The Cameraman (1928)
Buster Keaton is my favorite comedian. His “stone face” and balletic stunts have entertained audiences for over a century. His shorts, which Buster often directed, are as fresh as when they debuted in the 1920s. Once he began making full-length features in 1923, Buster’s genius was preserved for the ages: The General, Sherlock Jr. and Steamboat Bill, Jr. are legendary, must-see movies.
The Cameraman is more like the runt of Buster’s litter, the only decent comedy he shot while under contract to MGM following a stellar decade at his own indie studio. Sadly, MGM micromanaged Buster’s work, which literally drove him to drink. Somehow, he managed to squeak out this last little gem before his career hit the skids, playing a newsreel “shooter” out to impress the girl he loves. It’s definitely an underdog in the Keaton canon, which is why I always recommend it.
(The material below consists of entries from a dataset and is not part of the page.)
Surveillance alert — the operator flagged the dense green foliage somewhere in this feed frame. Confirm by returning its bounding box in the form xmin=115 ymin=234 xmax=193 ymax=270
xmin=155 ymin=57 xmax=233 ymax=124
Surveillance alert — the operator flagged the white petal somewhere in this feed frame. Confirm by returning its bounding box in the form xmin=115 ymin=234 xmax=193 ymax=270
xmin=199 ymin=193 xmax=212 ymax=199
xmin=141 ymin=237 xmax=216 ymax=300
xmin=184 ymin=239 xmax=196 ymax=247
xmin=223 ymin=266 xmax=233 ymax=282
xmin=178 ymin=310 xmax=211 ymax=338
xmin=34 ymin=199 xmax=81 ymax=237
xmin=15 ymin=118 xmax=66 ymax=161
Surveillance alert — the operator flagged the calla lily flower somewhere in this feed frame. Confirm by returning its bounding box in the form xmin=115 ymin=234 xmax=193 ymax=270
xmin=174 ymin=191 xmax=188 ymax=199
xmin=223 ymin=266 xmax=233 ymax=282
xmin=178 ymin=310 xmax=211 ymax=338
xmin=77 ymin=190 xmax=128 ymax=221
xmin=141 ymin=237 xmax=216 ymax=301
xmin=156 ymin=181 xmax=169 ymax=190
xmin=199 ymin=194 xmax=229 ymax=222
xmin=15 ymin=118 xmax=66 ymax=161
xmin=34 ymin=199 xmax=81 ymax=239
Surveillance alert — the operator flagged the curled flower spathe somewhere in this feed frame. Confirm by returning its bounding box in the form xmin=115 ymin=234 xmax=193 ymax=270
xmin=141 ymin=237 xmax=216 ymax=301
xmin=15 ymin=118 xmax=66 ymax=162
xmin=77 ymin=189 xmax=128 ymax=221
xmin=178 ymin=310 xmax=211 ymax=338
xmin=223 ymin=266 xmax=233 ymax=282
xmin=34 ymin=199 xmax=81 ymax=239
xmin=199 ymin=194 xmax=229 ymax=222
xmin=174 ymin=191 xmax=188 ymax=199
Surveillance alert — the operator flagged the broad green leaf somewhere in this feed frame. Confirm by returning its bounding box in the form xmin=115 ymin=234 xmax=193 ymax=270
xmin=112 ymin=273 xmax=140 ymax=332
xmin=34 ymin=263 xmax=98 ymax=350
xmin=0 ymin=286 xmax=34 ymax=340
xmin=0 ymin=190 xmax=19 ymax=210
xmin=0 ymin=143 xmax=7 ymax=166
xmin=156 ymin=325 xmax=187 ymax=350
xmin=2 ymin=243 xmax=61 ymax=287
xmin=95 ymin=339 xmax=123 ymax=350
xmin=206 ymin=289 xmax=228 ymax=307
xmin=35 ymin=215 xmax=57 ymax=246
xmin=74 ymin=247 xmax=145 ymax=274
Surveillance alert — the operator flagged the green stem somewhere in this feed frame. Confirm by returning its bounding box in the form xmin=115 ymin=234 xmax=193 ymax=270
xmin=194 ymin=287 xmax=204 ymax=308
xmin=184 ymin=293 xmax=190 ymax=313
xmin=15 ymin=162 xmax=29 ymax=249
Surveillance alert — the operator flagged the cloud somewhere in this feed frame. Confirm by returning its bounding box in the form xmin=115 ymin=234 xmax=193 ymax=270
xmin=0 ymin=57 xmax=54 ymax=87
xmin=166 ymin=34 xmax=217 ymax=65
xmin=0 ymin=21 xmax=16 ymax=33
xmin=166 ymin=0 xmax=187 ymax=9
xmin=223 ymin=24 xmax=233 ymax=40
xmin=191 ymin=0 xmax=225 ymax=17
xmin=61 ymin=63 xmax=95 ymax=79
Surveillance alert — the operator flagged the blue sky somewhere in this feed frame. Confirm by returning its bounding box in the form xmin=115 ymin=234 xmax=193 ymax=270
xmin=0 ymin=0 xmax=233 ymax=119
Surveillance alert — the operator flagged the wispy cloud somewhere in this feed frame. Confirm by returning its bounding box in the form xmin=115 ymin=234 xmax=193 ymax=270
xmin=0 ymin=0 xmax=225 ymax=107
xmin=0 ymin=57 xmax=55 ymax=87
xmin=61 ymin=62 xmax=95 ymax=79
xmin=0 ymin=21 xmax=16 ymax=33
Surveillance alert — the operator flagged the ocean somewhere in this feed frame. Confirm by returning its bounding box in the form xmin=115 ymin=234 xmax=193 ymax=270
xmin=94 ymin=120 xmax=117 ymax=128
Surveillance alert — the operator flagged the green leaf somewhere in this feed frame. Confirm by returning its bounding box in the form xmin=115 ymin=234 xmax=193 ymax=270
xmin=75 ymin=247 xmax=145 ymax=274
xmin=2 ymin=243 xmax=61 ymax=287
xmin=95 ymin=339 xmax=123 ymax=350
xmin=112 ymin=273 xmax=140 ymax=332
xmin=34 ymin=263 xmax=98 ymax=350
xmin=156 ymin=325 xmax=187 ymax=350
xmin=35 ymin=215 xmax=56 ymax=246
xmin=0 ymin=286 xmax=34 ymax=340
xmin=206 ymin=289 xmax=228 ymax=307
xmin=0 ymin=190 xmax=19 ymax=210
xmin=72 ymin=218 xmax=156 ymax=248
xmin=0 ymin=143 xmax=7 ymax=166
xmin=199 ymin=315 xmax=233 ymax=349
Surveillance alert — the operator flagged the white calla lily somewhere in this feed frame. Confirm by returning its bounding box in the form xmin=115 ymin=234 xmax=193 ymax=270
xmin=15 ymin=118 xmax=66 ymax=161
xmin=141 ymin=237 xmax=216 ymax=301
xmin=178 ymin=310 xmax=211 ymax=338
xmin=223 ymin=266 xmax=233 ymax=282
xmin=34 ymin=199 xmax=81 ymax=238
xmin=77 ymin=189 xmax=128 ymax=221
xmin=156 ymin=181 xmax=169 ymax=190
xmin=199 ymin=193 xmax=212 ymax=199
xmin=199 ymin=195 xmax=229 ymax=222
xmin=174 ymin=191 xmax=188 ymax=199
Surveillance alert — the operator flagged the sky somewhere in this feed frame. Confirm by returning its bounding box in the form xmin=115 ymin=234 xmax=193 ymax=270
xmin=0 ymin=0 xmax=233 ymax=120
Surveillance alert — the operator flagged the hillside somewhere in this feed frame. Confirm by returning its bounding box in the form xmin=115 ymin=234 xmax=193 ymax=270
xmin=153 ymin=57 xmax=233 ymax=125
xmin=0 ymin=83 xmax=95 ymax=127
The More the Merrier (1943)
This film captures a snapshot in history: Washington, D.C. during the WWII housing shortage. Caught in the crunch, three total strangers share an apartment. Wackiness ensues. Known for directing dramas (Shane, A Place in the Sun), George Stevens actually cut his teeth as a gag writer for Laurel & Hardy, ideal training for maximizing laughs from Jean Arthur, Joel McCrea and Charles Coburn, playing the reluctant roomies. The script zips merrily along, and unlike many rom-coms that simply piddle out, this pic totally sticks the landing.
Availability: Rent it on Amazon, YouTube, Google Play and iTunes.
Classic Hollywood posts appear bimonthly on The Music Hall blog.